Projeto de Lei propõe regularizar carga horária de servidores da Saúde
qui, 8 de agosto de 2019 05:03Laura Alvarenga
O PL 047/2019 de origem do poder Executivo, entrou em pauta na sessão desta quarta-feira, 7, da Câmara Municipal. O projeto visa à criação de abono salarial mensal aos servidores ocupantes dos cargos ou empregos públicos de Técnico de Enfermagem e Auxiliar de Saúde Bucal, lotados na secretaria de Saúde.
A intenção da prefeitura através da secretaria de Administração é oferecer um aumento no valor de R$ 500 no salário dos servidores que optarem por aderir à jornada de oito horas diárias e 40 horas semanais. A secretária da pasta, Thereza Christina Griep ressaltou que a mudança na carga horária do servidor, consequentemente na remuneração, é opcional. A adesão será feita mediante requerimento do servidor, junto ao setor competente da secretaria de Saúde, que encaminhará uma via ao departamento de Recursos Humanos da secretaria de Administração para arquivamento na pasta funcional do servidor.
A proposta vale tanto para os servidores que trabalham em turnos de quatro horas e desejam aumentar para seis, quanto para aqueles que trabalham seis horas por dia e querem aumentar para oito. Como exemplo a secretária relatou a necessidade atual em disponibilizar dois auxiliares de saúde bucal em cada posto médico, tendo em vista o fato de cada um deles cumprir a carga horária de quatro horas por dia. “Queremos transformar todos os cargos para oito horas diárias”.

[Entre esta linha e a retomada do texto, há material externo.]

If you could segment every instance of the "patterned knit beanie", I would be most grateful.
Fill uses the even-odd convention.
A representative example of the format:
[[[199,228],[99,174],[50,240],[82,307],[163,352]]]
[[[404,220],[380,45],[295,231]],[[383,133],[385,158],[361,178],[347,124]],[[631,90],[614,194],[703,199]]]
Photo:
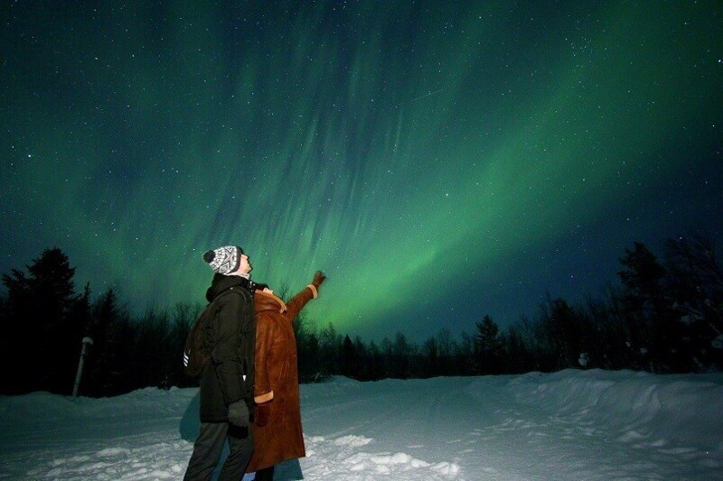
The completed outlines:
[[[243,249],[236,245],[224,245],[212,251],[203,253],[203,260],[213,269],[214,273],[230,275],[239,270],[241,264]]]

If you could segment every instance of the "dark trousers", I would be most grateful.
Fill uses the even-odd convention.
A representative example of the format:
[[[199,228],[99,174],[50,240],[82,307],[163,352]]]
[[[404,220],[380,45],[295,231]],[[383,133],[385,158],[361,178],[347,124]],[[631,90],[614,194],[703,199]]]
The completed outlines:
[[[255,481],[274,481],[274,467],[269,466],[256,472]]]
[[[219,464],[223,443],[229,441],[229,457],[223,463],[219,480],[239,481],[254,452],[251,430],[232,426],[228,422],[202,422],[193,444],[193,454],[188,461],[186,481],[211,479],[213,468]]]

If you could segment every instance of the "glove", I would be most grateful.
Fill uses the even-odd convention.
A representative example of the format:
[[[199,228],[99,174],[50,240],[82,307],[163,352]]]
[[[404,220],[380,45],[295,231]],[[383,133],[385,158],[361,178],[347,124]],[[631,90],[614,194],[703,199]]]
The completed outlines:
[[[261,402],[256,405],[256,414],[254,414],[254,421],[256,425],[263,428],[268,424],[268,418],[271,417],[271,402]]]
[[[249,427],[249,408],[246,402],[237,401],[229,404],[229,422],[239,428]]]
[[[326,281],[326,276],[324,275],[324,273],[321,271],[316,271],[316,273],[314,274],[314,281],[312,281],[311,283],[314,284],[314,287],[319,289],[319,286],[322,285],[322,282],[324,281]]]

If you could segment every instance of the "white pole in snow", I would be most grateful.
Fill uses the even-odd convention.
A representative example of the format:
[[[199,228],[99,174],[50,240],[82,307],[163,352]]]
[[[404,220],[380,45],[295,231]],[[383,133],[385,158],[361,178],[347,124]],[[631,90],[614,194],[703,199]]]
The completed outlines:
[[[78,386],[80,385],[80,376],[83,375],[83,362],[88,356],[88,347],[93,344],[90,338],[83,338],[83,347],[80,349],[80,360],[78,361],[78,373],[75,375],[75,385],[73,386],[73,397],[78,397]]]

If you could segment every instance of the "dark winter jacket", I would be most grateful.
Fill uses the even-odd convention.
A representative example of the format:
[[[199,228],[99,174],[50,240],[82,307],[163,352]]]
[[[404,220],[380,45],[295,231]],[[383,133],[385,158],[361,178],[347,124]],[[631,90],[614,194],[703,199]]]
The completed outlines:
[[[301,428],[296,338],[292,321],[314,297],[307,287],[288,304],[273,294],[256,291],[257,402],[270,401],[268,423],[253,424],[254,454],[247,472],[305,456]]]
[[[206,291],[209,302],[226,291],[214,304],[206,336],[211,346],[211,363],[201,375],[200,418],[202,422],[229,420],[229,404],[244,400],[253,409],[254,347],[256,322],[253,293],[249,280],[216,274]]]

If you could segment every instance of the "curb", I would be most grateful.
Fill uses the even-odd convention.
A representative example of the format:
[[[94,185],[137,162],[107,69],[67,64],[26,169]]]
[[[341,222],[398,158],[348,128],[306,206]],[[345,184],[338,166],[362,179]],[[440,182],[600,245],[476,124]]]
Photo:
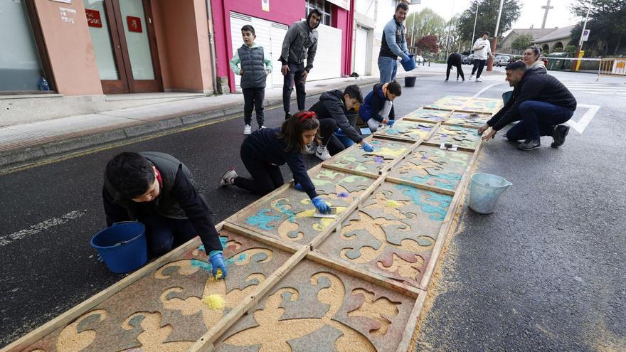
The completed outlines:
[[[428,73],[417,75],[417,77],[428,76]],[[404,75],[398,75],[397,79],[403,79]],[[371,78],[359,81],[359,87],[368,86],[378,81],[377,78]],[[329,89],[344,89],[350,84],[342,82],[339,85],[329,87]],[[307,97],[317,97],[326,90],[307,95]],[[292,101],[296,100],[294,97]],[[265,107],[275,107],[282,105],[282,99],[266,100],[263,104]],[[166,117],[157,121],[151,121],[144,124],[98,132],[78,137],[60,139],[37,146],[28,146],[0,151],[0,174],[8,174],[26,167],[36,161],[62,159],[62,154],[76,154],[80,152],[88,151],[102,147],[105,145],[122,142],[128,143],[139,142],[142,138],[154,135],[156,132],[163,134],[174,133],[184,128],[192,127],[207,122],[220,119],[230,119],[234,115],[242,112],[243,104],[215,110],[206,110],[201,112],[185,113],[179,116]],[[121,143],[120,143],[121,144]]]

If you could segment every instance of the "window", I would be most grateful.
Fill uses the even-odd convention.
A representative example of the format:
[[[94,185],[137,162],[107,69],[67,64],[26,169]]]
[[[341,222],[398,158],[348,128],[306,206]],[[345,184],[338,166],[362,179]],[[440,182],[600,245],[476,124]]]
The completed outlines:
[[[314,9],[317,9],[322,12],[322,19],[319,23],[330,26],[330,3],[326,2],[324,0],[307,0],[307,16]]]

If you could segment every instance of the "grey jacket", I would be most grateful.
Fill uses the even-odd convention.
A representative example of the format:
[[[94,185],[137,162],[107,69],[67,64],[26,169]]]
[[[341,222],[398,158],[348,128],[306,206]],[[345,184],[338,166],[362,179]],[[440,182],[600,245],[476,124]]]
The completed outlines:
[[[308,17],[310,17],[310,14]],[[283,65],[299,64],[307,59],[307,71],[313,68],[313,60],[317,50],[317,30],[309,28],[309,18],[294,23],[287,31],[282,41],[282,51],[280,60]]]

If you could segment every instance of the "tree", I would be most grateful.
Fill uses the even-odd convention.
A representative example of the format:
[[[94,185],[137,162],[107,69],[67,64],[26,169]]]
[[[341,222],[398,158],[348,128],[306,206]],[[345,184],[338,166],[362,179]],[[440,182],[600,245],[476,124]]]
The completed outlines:
[[[598,0],[601,1],[601,0]],[[620,0],[616,0],[620,1]],[[472,41],[472,33],[474,29],[474,18],[476,16],[476,4],[478,4],[478,18],[476,21],[476,38],[480,36],[484,32],[494,34],[496,30],[496,20],[498,18],[498,9],[500,1],[497,0],[474,0],[459,18],[459,29],[461,33],[461,39],[465,41]],[[503,33],[511,29],[513,22],[515,22],[520,14],[520,6],[519,0],[504,0],[502,6],[502,16],[500,18],[500,27],[499,33]],[[473,43],[472,43],[473,44]]]
[[[440,36],[445,27],[445,20],[428,7],[407,16],[406,26],[408,46],[415,46],[418,39],[425,36]]]
[[[437,44],[437,37],[435,36],[425,36],[418,41],[415,45],[420,53],[439,52],[439,45]]]
[[[588,0],[578,0],[571,9],[572,14],[584,18]],[[626,41],[626,1],[624,0],[591,0],[591,11],[587,29],[590,30],[590,42],[596,42],[598,49],[604,47],[604,55],[612,51],[617,55],[622,41]],[[582,22],[572,28],[572,42],[578,43],[583,31]],[[611,50],[612,49],[612,50]]]
[[[523,50],[531,46],[534,39],[532,34],[522,34],[513,41],[513,43],[511,43],[511,48],[515,50]]]

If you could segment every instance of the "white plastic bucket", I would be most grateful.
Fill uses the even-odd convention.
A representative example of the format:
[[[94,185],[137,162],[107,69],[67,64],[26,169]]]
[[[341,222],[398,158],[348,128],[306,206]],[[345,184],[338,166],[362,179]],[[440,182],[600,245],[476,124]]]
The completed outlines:
[[[479,214],[491,214],[496,209],[498,198],[513,183],[491,174],[472,175],[469,183],[469,208]]]

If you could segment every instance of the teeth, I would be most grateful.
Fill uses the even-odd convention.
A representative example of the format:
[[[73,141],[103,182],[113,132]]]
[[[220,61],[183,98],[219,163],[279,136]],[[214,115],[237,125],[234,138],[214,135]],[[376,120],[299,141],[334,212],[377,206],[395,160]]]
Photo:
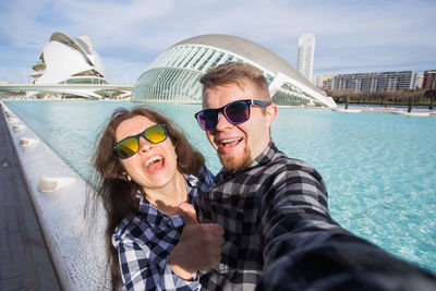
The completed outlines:
[[[145,161],[144,168],[147,168],[152,162],[164,159],[161,156],[154,156]]]
[[[221,143],[222,143],[222,144],[228,144],[228,143],[239,142],[239,141],[241,141],[241,140],[242,140],[242,137],[232,138],[232,140],[225,140],[225,141],[222,141]]]

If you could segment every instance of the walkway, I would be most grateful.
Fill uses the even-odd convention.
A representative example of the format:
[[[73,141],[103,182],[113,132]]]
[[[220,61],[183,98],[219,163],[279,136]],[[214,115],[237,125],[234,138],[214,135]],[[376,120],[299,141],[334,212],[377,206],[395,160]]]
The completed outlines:
[[[0,112],[0,291],[60,290]]]

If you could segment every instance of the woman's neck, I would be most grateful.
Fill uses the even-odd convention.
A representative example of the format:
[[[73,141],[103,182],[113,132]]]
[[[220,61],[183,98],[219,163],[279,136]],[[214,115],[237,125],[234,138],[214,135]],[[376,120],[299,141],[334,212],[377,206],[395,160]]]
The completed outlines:
[[[187,202],[186,182],[182,173],[178,172],[173,182],[159,189],[144,191],[147,201],[168,216],[181,215],[179,204]]]

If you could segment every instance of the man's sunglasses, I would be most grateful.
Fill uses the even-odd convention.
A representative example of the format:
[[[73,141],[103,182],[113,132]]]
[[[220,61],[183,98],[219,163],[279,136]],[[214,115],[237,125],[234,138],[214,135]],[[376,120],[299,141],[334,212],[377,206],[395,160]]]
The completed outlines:
[[[167,126],[165,124],[156,124],[145,129],[142,133],[133,136],[125,137],[113,146],[113,156],[120,159],[126,159],[135,155],[140,150],[140,138],[144,137],[145,141],[152,144],[158,144],[167,140]]]
[[[232,124],[244,123],[250,119],[250,106],[257,105],[267,107],[269,104],[261,100],[239,100],[228,104],[217,109],[204,109],[195,113],[195,119],[198,121],[199,128],[204,131],[211,131],[218,124],[218,114],[222,112],[226,119]]]

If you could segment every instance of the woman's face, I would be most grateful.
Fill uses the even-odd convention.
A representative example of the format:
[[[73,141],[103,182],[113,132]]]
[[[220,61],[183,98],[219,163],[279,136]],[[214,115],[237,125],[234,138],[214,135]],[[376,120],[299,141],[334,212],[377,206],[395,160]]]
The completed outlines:
[[[124,120],[116,130],[117,143],[136,135],[155,125],[144,116]],[[140,138],[140,150],[130,158],[120,159],[125,172],[146,192],[158,190],[175,181],[177,169],[175,147],[168,137],[159,144],[152,144],[144,137]]]

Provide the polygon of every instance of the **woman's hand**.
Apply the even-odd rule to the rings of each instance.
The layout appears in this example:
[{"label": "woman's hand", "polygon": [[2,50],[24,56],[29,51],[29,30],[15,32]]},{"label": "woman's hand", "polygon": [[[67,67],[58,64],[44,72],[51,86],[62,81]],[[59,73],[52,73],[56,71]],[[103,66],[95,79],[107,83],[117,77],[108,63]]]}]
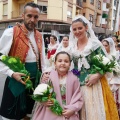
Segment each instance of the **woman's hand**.
[{"label": "woman's hand", "polygon": [[89,74],[88,78],[85,80],[87,86],[92,86],[98,82],[98,80],[102,77],[101,74]]},{"label": "woman's hand", "polygon": [[50,107],[53,105],[53,102],[51,100],[48,100],[47,102],[42,102],[42,105],[44,105],[46,107]]},{"label": "woman's hand", "polygon": [[75,114],[75,111],[68,110],[68,109],[63,110],[63,113],[62,113],[62,115],[67,119],[69,119],[73,114]]}]

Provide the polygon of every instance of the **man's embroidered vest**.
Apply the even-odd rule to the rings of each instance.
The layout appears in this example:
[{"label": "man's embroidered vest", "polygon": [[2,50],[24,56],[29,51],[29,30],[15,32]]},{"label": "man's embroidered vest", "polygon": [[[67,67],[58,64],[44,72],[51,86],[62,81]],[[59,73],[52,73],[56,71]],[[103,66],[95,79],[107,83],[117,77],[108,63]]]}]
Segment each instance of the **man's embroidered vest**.
[{"label": "man's embroidered vest", "polygon": [[[34,30],[36,44],[39,50],[39,56],[42,58],[42,35],[39,31]],[[13,28],[13,43],[9,52],[9,56],[19,57],[25,63],[25,59],[29,50],[28,30],[24,25],[17,24]]]}]

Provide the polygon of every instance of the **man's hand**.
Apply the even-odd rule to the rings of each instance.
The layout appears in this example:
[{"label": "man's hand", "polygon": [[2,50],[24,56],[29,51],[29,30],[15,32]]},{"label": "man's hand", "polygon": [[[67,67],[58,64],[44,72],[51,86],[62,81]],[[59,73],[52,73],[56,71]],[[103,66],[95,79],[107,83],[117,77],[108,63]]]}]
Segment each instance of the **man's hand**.
[{"label": "man's hand", "polygon": [[65,118],[67,118],[67,119],[69,119],[73,114],[75,114],[75,111],[73,111],[73,110],[63,110],[63,113],[62,113],[62,115],[65,117]]},{"label": "man's hand", "polygon": [[15,72],[15,73],[13,73],[12,74],[12,77],[15,79],[15,80],[17,80],[18,82],[21,82],[22,84],[24,84],[25,85],[25,82],[22,80],[22,76],[25,76],[25,74],[23,74],[23,73],[19,73],[19,72]]}]

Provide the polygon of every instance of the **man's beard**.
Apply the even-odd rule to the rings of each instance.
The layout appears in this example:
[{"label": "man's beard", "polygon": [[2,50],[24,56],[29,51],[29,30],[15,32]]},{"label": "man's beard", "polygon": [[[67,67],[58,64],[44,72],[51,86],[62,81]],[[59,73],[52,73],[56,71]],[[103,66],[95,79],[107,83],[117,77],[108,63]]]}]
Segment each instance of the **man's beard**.
[{"label": "man's beard", "polygon": [[34,24],[34,27],[29,27],[29,24],[30,24],[30,23],[26,23],[26,22],[24,22],[24,25],[25,25],[25,27],[27,28],[27,30],[28,30],[28,31],[33,31],[34,28],[36,27],[36,24],[31,23],[31,24]]}]

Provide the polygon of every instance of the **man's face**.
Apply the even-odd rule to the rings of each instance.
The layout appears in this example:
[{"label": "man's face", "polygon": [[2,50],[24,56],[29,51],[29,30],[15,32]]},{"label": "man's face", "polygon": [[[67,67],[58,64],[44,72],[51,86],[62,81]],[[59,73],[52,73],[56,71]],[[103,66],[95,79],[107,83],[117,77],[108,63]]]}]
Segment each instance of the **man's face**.
[{"label": "man's face", "polygon": [[25,8],[22,18],[24,20],[24,24],[25,24],[26,28],[29,31],[33,31],[34,28],[36,27],[37,22],[39,20],[39,15],[40,15],[40,11],[38,8],[33,8],[30,6],[27,6]]}]

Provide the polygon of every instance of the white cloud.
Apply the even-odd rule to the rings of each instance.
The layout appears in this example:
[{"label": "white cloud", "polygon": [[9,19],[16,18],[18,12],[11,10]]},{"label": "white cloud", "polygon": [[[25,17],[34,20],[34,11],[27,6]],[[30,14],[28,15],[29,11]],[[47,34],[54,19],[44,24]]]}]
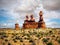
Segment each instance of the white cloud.
[{"label": "white cloud", "polygon": [[60,9],[59,4],[59,0],[0,0],[0,8],[7,9],[7,13],[10,14],[8,16],[14,19],[8,22],[21,22],[20,25],[22,25],[26,14],[34,14],[36,21],[38,21],[39,11],[42,10],[46,25],[52,26],[53,23],[49,22],[50,19],[60,19],[60,12],[56,11]]}]

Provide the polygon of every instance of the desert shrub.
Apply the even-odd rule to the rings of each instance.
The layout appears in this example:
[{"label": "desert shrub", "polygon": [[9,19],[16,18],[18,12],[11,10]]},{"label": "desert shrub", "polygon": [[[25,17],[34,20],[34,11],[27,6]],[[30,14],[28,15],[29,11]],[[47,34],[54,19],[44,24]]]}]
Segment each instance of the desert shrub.
[{"label": "desert shrub", "polygon": [[23,42],[23,40],[21,39],[20,42]]},{"label": "desert shrub", "polygon": [[31,40],[29,40],[29,42],[33,42],[33,40],[31,39]]},{"label": "desert shrub", "polygon": [[6,42],[8,42],[8,39],[5,39]]},{"label": "desert shrub", "polygon": [[47,43],[48,42],[48,39],[43,38],[42,41],[45,42],[45,43]]},{"label": "desert shrub", "polygon": [[8,43],[8,45],[11,45],[11,43]]},{"label": "desert shrub", "polygon": [[13,39],[13,41],[16,43],[17,41],[16,41],[16,39]]},{"label": "desert shrub", "polygon": [[47,45],[53,45],[52,42],[47,43]]},{"label": "desert shrub", "polygon": [[60,43],[60,39],[59,40],[57,40],[58,41],[58,43]]},{"label": "desert shrub", "polygon": [[40,37],[40,34],[37,34],[36,37]]}]

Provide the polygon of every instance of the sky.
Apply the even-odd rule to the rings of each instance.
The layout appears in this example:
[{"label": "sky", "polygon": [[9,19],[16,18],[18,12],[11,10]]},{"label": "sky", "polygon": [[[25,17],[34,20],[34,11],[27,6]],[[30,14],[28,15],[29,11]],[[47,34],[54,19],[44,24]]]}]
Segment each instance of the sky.
[{"label": "sky", "polygon": [[25,16],[34,15],[39,21],[43,11],[46,27],[60,28],[60,0],[0,0],[0,28],[22,27]]}]

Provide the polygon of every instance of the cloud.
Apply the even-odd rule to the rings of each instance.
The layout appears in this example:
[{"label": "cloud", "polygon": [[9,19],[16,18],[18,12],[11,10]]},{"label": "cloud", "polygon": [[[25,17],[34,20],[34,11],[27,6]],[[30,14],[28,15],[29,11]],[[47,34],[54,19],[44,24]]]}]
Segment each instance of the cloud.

Em Araguari, as unidades de saúde funcionam durante oito horas por dia. O secretário de Saúde, Guilherme Afonso, disse que o intuito é adequar a carga horária dos servidores de acordo com a demanda da unidade. “A intenção é colocar todo mundo em pé de igualdade”. Thereza Griep ressaltou que, “a vantagem maior é para a população, que terá um profissional disponível durante todo o horário de funcionamento da unidade”.
Durante o uso da tribuna na sessão ordinária desta quarta-feira, 7, o vereador Sebastião Joaquim Vieira disse que a aprovação deste projeto não proporciona benefícios a estes servidores, uma vez que o PL tira a oportunidade de fazer horas extras. “Depois da aprovação deste projeto ele [o servidor] não vai poder mais fazer hora extra, porque terá o compromisso de cumprir as oito horas e trabalhar feriado e final de semana por R$ 500”.
De acordo com o vereador, o abono proposto vai cortar pela metade a remuneração do servidor, uma vez que se ele fizesse horas extras correspondentes à 60 horas semanais, poderia ganhar uma gratificação no valor aproximado de R$ 1.000. “Nós vereadores vamos votar para prejudicar o servidor público?”, questionou o líder do PSL.